A front-page investigative article in a Humboldt County newspaper offers a jaw-dropping examination of substandard care at Brius nursing homes. The article, entitled “The Case of the Missing $5 Million,” relies on state inspection records and interviews with multiple residents, family members, caregivers, and former caregivers.
Former caregivers describe how Brius officials reportedly falsify staffing levels at the nursing homes in order to conceal violations from state investigators. Substandard staffing levels at the nursing homes have contributed to falls, weight loss, infections, and even broken bones among residents, say current and former staff members.
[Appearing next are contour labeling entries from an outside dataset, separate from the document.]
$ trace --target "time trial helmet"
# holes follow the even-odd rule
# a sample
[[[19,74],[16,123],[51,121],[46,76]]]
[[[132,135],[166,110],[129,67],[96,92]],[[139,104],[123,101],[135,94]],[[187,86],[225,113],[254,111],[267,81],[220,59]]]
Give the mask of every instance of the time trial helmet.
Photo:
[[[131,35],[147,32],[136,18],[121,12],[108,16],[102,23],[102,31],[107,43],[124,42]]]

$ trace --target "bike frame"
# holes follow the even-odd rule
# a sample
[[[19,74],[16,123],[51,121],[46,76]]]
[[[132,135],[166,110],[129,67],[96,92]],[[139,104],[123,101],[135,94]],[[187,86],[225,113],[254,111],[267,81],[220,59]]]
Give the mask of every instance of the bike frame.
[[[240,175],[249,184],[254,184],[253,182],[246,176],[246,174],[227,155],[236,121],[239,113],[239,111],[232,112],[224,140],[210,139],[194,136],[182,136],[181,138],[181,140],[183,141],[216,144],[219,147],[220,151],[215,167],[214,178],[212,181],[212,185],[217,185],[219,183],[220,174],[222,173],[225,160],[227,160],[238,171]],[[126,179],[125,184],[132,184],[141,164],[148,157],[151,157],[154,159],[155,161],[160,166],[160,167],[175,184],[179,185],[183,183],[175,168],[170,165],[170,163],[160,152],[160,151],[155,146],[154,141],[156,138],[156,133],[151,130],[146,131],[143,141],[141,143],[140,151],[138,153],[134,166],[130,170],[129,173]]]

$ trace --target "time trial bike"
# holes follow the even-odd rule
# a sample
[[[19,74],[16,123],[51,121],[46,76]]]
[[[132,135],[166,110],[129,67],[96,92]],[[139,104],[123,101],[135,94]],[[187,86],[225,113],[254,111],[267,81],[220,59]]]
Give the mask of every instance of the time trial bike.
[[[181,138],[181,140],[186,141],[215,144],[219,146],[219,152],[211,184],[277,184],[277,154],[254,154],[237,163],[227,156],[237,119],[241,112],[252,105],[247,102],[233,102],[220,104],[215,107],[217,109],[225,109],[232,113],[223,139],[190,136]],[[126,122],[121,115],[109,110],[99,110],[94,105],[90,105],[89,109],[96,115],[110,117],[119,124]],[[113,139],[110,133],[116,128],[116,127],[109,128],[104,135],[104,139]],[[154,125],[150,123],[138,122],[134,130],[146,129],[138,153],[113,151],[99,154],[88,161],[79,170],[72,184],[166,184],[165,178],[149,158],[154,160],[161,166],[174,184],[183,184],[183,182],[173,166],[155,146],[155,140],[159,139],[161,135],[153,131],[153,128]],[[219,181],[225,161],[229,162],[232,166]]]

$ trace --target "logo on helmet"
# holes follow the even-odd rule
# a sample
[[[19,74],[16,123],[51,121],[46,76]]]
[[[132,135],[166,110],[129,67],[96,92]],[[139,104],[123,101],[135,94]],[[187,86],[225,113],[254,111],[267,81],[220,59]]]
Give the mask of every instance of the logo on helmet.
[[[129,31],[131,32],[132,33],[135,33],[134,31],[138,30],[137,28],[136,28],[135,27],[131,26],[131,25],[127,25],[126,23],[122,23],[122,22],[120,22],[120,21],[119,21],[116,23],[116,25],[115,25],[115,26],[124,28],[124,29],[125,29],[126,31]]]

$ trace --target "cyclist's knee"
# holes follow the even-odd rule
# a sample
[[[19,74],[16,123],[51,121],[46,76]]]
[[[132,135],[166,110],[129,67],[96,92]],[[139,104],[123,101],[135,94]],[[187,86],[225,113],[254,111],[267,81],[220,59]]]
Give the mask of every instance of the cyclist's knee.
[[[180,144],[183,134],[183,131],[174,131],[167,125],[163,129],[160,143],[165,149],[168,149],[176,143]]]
The article also sheds light on Brius’ practice of siphoning millions of dollars from its nursing homes via a web of subsidiary corporations.
Reporter Linda Stansberry reviewed financial reports to examine the company’s public rationale for closing three nursing homes and evicting nearly 190 elderly residents.
Although Brius and its owner, Shlomo Rechnitz, claim to be experiencing financial losses at five nursing homes, Stansberry discovers that Brius is siphoning millions of dollars a year from the facilities. Furthermore, Brius has actually documented these financial transactions in obscure financial disclosures to a state agency, says Stansberry.
Here’s an excerpt from Stansberry’s article in the North Coast Journal:
“The [financial] disclosures include a section dubbed “related party transactions,” which describes financial interactions between parent companies and subsidiaries. Think of it as a kind of conflict of interest statement. In 2015, Eureka Rehabilitation and Wellness Center paid $42,000 to Boardwalk Financial Services, LLC for “administrative services.” The company employs Rechnitz as a consultant. It also paid $864,894 to lease the property. Who owns the property? Rechnitz. Eureka Rehabilitation and Wellness Center also paid $110,204 for medical supplies to TwinMed Medical Supplies and Services, owned by Shlomo Rechnitz and his twin brother, Steve. And it paid $47,663 to SR Capital, LLC, which lists Rechnitz as its managing member. Altogether, in the 2014-2015 fiscal year, as Rockport/Brius was playing a financial game of chicken with Partnership Healthcare and refusing to take in vulnerable seniors and people with disabilities, it managed to shunt more than $4.6 million back into companies affiliated with Shlomo Rechnitz.”
“While, on paper, the company may have lost money, Rechnitz still managed to profit. The amount he took in for lease payments alone in 2015 on the five properties — more than $3.5 million — was easily enough to cancel out Brius’ “unsustainable” combined loss of almost $1.5 million from the company’s Humboldt County holdings that year.”